The weather was dry and cold, but with strong winds forecast it would be an interesting scoot along the paths that follow the Ettrick Water upstream to Murray’s Cauld, a large weir and its recent addition, a hydro-electric power scheme. Something I’d been wanting to visit for some time.
My scoot started on the outskirts of Selkirk, parking in the industrial area that spreads across the flood plain of the Ettrick Water. Today, this is all light industry but when I was a wee lads still wearing shorts, this was almost all woollen mills. I recall going to meet my grandfather coming out of the mill and seeing a sea of people rushing out the mill gates. It was quite sad to see this had all vanished.
The banks of the Ettrick Water had changed immensely since my last visit with new flood defences protecting the industrial area and local housing from flooding. And adjacent to where I parked the car, there used to be an old refuse dump, dating back to the Victorian area. Me and my pals spend many a day there digging for old bottles and other interesting items. Not a lot remains today.
The ride upstream was good, mostly on smooth tarmac paths, ideal for scooting, although a strong headwind made it a hard slog. There was plenty of the usual dog walkers, many looking curiously at my Swifty Zero. I suspect this was the first Swifty scooter to ride the paths on Selkirk.
It did not take long to scoot the 2 miles or so the Murray’s Cauld where the twin Archimedes screws of the hydro scheme were churning away merrily, providing power for up to 220 homes. I snapped a few picturs of this impressive sight before heading back the way I’d come.
Now, what goes upstream, usually goes downstream and the same can be said of kick scooter riders. That earlier headwind was now at my back and I was fairly flying along the paths I’d toiled up only a few minutes ago, hardly having to kick at all.

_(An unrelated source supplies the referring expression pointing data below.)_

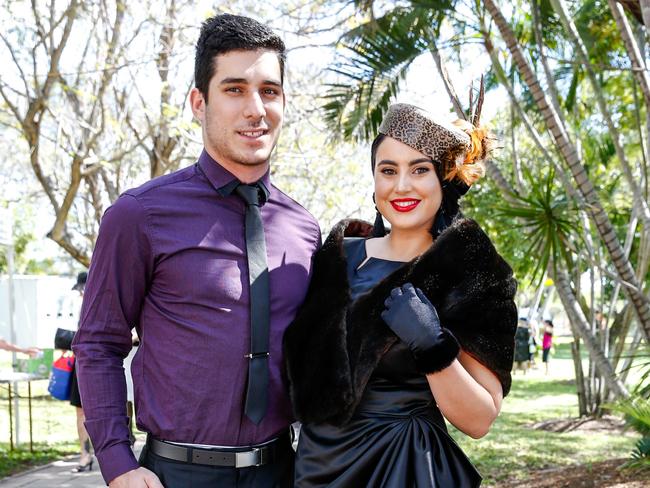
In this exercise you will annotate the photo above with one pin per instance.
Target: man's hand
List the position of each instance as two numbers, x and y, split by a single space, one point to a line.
136 478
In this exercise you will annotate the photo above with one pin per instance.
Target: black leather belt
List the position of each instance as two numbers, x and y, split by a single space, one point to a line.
246 457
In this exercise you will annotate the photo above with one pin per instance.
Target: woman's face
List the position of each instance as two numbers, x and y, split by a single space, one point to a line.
407 190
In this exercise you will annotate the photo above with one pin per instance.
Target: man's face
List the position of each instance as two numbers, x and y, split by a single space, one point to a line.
243 116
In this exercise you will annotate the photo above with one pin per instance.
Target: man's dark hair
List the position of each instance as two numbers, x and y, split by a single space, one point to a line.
226 32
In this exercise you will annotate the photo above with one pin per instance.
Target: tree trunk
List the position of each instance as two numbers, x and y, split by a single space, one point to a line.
580 377
580 327
639 201
569 153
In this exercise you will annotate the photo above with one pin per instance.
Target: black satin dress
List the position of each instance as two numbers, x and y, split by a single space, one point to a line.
397 437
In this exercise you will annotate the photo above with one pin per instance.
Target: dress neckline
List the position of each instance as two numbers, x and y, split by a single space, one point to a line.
365 259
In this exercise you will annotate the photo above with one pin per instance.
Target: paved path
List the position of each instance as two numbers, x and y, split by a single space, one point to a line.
58 475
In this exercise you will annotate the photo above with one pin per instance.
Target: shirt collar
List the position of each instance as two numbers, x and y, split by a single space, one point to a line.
223 180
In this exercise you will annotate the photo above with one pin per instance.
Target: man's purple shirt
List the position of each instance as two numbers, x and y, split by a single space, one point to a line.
170 260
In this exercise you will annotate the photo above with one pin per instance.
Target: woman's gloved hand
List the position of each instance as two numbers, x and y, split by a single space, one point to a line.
413 319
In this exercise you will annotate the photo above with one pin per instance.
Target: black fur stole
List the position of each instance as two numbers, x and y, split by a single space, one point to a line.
332 347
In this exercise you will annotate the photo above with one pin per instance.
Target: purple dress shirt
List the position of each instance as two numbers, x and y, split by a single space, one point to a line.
170 260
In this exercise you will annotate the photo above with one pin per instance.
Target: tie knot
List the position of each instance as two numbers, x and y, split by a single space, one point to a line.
251 194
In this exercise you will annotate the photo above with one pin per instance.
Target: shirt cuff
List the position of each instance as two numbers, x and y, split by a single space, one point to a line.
116 460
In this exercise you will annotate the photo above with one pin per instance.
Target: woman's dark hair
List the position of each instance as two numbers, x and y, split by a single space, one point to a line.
226 32
449 208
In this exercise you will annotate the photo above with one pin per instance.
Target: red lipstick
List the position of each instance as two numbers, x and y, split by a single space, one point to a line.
404 204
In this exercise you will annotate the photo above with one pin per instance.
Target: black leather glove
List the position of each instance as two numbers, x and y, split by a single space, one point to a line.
413 319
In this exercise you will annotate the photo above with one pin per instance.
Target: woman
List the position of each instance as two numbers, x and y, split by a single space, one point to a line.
402 329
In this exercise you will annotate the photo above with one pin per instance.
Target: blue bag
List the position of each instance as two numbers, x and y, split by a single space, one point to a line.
61 377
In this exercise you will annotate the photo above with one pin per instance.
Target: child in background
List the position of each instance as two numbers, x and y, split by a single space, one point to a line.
547 342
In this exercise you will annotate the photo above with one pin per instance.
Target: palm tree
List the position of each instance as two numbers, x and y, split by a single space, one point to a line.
569 153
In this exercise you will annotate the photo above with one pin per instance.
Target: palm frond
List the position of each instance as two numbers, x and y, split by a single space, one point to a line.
375 59
547 223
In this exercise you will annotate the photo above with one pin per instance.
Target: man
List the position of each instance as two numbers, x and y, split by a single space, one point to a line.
180 260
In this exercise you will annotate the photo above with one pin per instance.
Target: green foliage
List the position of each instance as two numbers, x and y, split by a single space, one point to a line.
637 416
545 218
374 60
18 460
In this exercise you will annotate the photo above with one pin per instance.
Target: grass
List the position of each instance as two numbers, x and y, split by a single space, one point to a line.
510 451
54 426
513 448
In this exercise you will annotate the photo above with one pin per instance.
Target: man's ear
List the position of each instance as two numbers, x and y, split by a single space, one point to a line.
197 103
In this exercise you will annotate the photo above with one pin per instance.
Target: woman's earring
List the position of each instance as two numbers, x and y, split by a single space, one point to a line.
378 230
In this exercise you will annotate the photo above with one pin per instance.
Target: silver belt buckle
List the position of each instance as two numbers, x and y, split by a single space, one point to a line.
248 458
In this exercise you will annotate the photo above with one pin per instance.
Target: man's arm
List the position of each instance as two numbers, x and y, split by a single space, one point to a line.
118 279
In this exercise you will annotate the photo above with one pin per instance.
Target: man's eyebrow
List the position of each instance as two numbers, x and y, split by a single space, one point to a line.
244 81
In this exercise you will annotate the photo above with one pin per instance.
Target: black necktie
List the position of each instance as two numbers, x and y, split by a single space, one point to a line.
258 276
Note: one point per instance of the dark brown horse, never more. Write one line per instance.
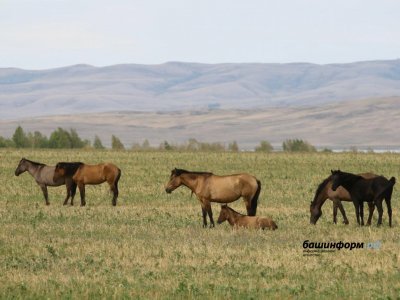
(236, 219)
(44, 177)
(324, 191)
(221, 189)
(369, 190)
(90, 174)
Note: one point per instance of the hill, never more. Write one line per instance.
(189, 86)
(362, 123)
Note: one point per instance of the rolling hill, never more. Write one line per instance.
(189, 86)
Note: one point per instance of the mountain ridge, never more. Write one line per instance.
(191, 86)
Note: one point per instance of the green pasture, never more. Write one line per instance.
(152, 245)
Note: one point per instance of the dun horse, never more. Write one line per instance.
(370, 190)
(221, 189)
(90, 174)
(324, 191)
(44, 177)
(236, 219)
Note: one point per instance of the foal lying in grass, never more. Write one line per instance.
(236, 219)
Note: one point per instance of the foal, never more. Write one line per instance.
(236, 219)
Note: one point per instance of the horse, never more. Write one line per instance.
(324, 191)
(236, 219)
(44, 177)
(90, 174)
(370, 190)
(213, 188)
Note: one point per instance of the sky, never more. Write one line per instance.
(42, 34)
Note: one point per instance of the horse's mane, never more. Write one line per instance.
(319, 189)
(179, 172)
(69, 167)
(34, 162)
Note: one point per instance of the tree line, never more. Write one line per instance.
(69, 139)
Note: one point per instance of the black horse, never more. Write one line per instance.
(369, 190)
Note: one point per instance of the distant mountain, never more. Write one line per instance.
(370, 123)
(189, 86)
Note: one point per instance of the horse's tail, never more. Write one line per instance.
(254, 200)
(117, 179)
(388, 190)
(320, 188)
(273, 225)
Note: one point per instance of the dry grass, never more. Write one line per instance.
(152, 245)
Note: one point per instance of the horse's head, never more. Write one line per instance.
(174, 182)
(336, 179)
(315, 213)
(22, 167)
(223, 215)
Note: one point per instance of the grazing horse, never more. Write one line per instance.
(221, 189)
(370, 190)
(324, 191)
(44, 177)
(90, 174)
(236, 219)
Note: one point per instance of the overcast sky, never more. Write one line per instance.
(40, 34)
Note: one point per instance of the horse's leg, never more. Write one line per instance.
(389, 207)
(209, 211)
(362, 212)
(371, 208)
(73, 192)
(341, 208)
(378, 204)
(356, 206)
(82, 192)
(335, 206)
(68, 185)
(204, 211)
(45, 194)
(114, 189)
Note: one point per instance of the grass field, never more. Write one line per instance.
(152, 245)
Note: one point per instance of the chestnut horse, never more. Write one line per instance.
(370, 190)
(44, 177)
(221, 189)
(236, 219)
(324, 191)
(90, 174)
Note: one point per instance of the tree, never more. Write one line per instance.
(37, 140)
(265, 146)
(297, 145)
(146, 145)
(116, 144)
(97, 144)
(6, 143)
(166, 146)
(234, 147)
(60, 138)
(76, 141)
(20, 139)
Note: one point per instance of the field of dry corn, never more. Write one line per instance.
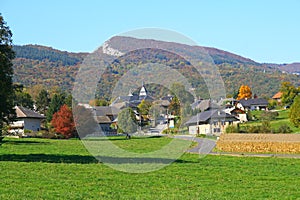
(259, 143)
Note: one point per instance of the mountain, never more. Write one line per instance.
(36, 64)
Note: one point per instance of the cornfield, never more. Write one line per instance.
(260, 143)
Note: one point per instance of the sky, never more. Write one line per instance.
(262, 30)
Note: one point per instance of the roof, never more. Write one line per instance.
(205, 116)
(277, 95)
(254, 102)
(103, 119)
(27, 113)
(106, 110)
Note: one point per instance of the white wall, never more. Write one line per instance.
(32, 124)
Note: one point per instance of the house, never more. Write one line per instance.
(204, 105)
(105, 116)
(26, 120)
(210, 122)
(132, 100)
(253, 104)
(237, 113)
(277, 97)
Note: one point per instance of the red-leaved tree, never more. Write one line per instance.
(63, 122)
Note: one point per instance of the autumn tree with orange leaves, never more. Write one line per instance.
(244, 92)
(63, 122)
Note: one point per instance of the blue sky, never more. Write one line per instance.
(262, 30)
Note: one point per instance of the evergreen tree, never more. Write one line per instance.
(7, 111)
(63, 122)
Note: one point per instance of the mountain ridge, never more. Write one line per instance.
(37, 64)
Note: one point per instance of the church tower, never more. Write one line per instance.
(143, 91)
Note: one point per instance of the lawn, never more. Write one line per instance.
(63, 169)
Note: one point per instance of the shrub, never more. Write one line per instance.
(232, 129)
(265, 127)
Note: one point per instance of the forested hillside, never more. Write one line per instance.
(43, 65)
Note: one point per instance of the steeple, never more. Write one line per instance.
(130, 93)
(143, 91)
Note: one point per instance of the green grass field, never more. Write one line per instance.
(63, 169)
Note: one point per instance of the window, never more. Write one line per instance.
(217, 130)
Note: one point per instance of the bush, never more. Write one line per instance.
(43, 134)
(253, 129)
(27, 131)
(232, 129)
(265, 127)
(170, 131)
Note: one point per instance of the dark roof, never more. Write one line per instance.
(205, 116)
(103, 120)
(278, 95)
(254, 102)
(206, 105)
(106, 110)
(27, 113)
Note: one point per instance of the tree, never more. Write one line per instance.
(179, 90)
(244, 92)
(127, 121)
(144, 107)
(63, 122)
(7, 112)
(56, 102)
(174, 107)
(42, 101)
(35, 90)
(294, 114)
(69, 100)
(23, 98)
(289, 92)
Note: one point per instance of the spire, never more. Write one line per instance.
(143, 91)
(130, 93)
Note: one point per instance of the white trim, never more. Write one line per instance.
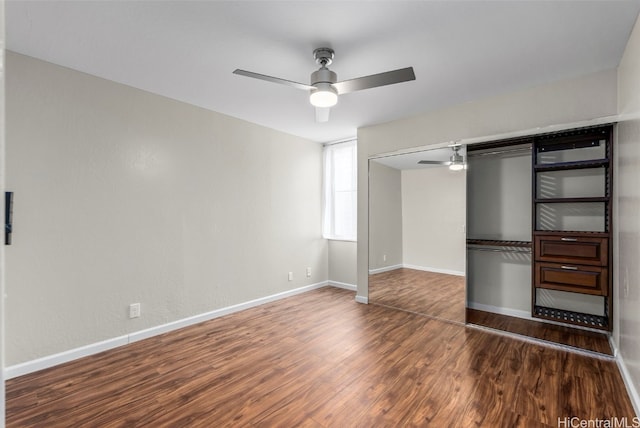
(344, 285)
(500, 310)
(384, 269)
(94, 348)
(63, 357)
(603, 120)
(431, 269)
(634, 396)
(362, 299)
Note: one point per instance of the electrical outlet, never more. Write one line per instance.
(134, 310)
(625, 283)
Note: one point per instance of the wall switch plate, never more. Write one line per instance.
(134, 310)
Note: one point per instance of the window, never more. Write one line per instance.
(340, 191)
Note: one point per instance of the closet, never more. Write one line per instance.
(538, 227)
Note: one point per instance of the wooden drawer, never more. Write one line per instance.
(573, 278)
(572, 248)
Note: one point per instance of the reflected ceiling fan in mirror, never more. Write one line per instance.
(455, 162)
(324, 87)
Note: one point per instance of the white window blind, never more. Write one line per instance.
(340, 191)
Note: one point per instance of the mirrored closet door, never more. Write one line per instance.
(417, 236)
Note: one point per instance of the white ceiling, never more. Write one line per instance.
(460, 50)
(406, 161)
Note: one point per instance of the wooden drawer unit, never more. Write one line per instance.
(572, 248)
(573, 278)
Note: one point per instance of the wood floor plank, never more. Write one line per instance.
(434, 294)
(321, 360)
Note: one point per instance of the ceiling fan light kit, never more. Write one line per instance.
(324, 87)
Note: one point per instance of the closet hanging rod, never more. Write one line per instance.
(500, 250)
(471, 153)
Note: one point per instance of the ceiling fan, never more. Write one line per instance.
(455, 162)
(324, 87)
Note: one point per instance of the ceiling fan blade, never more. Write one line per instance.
(435, 162)
(322, 114)
(375, 80)
(272, 79)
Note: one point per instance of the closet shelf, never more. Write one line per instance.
(499, 243)
(571, 200)
(577, 318)
(571, 232)
(591, 163)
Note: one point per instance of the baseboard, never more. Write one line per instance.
(500, 310)
(384, 269)
(627, 379)
(344, 285)
(94, 348)
(432, 269)
(362, 299)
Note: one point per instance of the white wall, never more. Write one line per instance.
(2, 189)
(342, 264)
(123, 196)
(499, 195)
(385, 214)
(433, 219)
(627, 269)
(534, 110)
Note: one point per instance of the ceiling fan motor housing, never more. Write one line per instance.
(323, 75)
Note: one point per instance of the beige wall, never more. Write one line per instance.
(433, 219)
(2, 189)
(534, 110)
(385, 214)
(123, 196)
(627, 238)
(342, 264)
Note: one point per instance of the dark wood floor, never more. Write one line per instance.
(434, 294)
(562, 335)
(320, 359)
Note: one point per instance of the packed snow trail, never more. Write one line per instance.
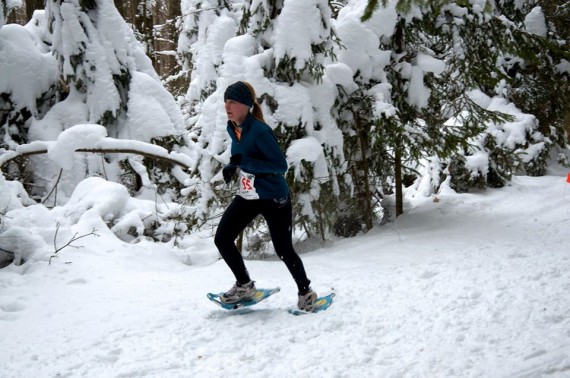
(472, 285)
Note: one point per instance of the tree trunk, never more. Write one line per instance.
(32, 5)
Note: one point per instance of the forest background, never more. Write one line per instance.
(371, 100)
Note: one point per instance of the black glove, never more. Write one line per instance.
(235, 159)
(229, 172)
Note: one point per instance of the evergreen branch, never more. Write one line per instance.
(70, 242)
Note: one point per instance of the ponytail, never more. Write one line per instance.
(256, 108)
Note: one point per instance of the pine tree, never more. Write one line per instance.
(265, 49)
(462, 43)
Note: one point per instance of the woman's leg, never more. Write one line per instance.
(236, 217)
(279, 218)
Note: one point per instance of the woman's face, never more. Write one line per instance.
(236, 111)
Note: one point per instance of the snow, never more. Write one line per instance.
(535, 22)
(470, 285)
(19, 57)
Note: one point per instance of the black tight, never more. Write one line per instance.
(279, 221)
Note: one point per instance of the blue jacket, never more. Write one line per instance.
(261, 156)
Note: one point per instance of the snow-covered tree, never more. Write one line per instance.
(94, 72)
(284, 50)
(431, 94)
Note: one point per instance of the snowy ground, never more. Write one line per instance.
(475, 285)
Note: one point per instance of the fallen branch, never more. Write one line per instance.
(99, 150)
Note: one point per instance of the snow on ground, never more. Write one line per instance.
(472, 285)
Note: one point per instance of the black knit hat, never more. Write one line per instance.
(239, 92)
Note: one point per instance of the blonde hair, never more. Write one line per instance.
(257, 112)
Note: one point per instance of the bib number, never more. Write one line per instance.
(246, 186)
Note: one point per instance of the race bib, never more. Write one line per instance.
(246, 186)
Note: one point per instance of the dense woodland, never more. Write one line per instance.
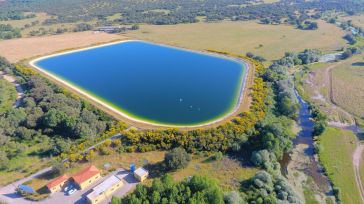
(8, 32)
(184, 11)
(48, 117)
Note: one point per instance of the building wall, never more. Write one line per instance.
(90, 181)
(141, 178)
(57, 188)
(107, 193)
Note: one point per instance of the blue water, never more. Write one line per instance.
(152, 82)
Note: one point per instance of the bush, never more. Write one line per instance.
(176, 159)
(217, 156)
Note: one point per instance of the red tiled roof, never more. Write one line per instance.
(85, 174)
(57, 181)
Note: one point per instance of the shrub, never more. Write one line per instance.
(178, 158)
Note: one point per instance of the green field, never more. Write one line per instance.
(357, 20)
(336, 156)
(7, 95)
(269, 41)
(348, 85)
(227, 172)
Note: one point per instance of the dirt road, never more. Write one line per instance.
(356, 161)
(350, 125)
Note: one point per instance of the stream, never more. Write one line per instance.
(306, 162)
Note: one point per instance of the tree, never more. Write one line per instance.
(233, 197)
(115, 200)
(176, 159)
(135, 27)
(90, 155)
(4, 160)
(58, 168)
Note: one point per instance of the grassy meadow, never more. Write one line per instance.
(348, 85)
(336, 156)
(226, 171)
(269, 41)
(358, 20)
(314, 87)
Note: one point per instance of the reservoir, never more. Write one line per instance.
(152, 83)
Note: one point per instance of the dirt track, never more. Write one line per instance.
(351, 125)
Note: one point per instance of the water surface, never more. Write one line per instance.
(154, 83)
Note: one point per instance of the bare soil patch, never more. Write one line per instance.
(24, 48)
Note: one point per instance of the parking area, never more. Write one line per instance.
(79, 196)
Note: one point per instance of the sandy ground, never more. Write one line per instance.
(25, 48)
(297, 177)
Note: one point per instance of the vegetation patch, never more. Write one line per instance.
(340, 144)
(7, 95)
(269, 41)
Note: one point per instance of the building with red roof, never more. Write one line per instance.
(57, 183)
(86, 177)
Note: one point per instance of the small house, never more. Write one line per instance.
(24, 189)
(57, 184)
(141, 174)
(104, 189)
(86, 177)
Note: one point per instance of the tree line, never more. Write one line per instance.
(175, 11)
(48, 116)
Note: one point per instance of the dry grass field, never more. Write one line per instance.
(21, 23)
(226, 171)
(348, 85)
(24, 48)
(316, 88)
(357, 20)
(340, 144)
(269, 41)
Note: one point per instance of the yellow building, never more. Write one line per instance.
(57, 183)
(104, 189)
(141, 174)
(87, 177)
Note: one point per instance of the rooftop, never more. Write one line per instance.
(141, 172)
(57, 181)
(85, 174)
(104, 186)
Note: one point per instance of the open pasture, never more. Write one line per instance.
(348, 85)
(340, 144)
(24, 48)
(269, 41)
(357, 20)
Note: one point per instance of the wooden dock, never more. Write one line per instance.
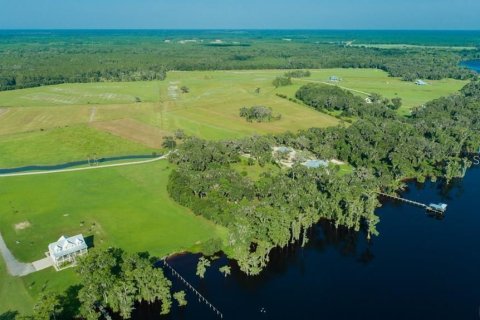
(414, 203)
(189, 286)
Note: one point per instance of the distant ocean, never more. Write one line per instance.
(412, 37)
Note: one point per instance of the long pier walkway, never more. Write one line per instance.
(189, 286)
(415, 203)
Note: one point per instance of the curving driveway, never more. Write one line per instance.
(85, 168)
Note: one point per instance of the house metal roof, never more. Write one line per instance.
(66, 246)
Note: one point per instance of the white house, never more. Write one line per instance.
(65, 251)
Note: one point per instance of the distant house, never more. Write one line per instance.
(283, 149)
(65, 251)
(315, 163)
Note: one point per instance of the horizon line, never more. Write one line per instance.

About half-way back I decided to detour to the town center, and it was uphill all the way as Selkirk is largely build on the side of a hill, so it was mostly walking rather than scooting. On-route I passed the house where my grandparent used to live. Sad to see the door now broken and rotten.
Through the Market Place and along the High Street attracted plenty of attention with Saturday morning shoppers staring at the Swifty. Nothing much has changed here in the 35 years or so since I lived here, though everything seemed smaller somehow and rather sad. I guess you just don’t see these things while you grow up there.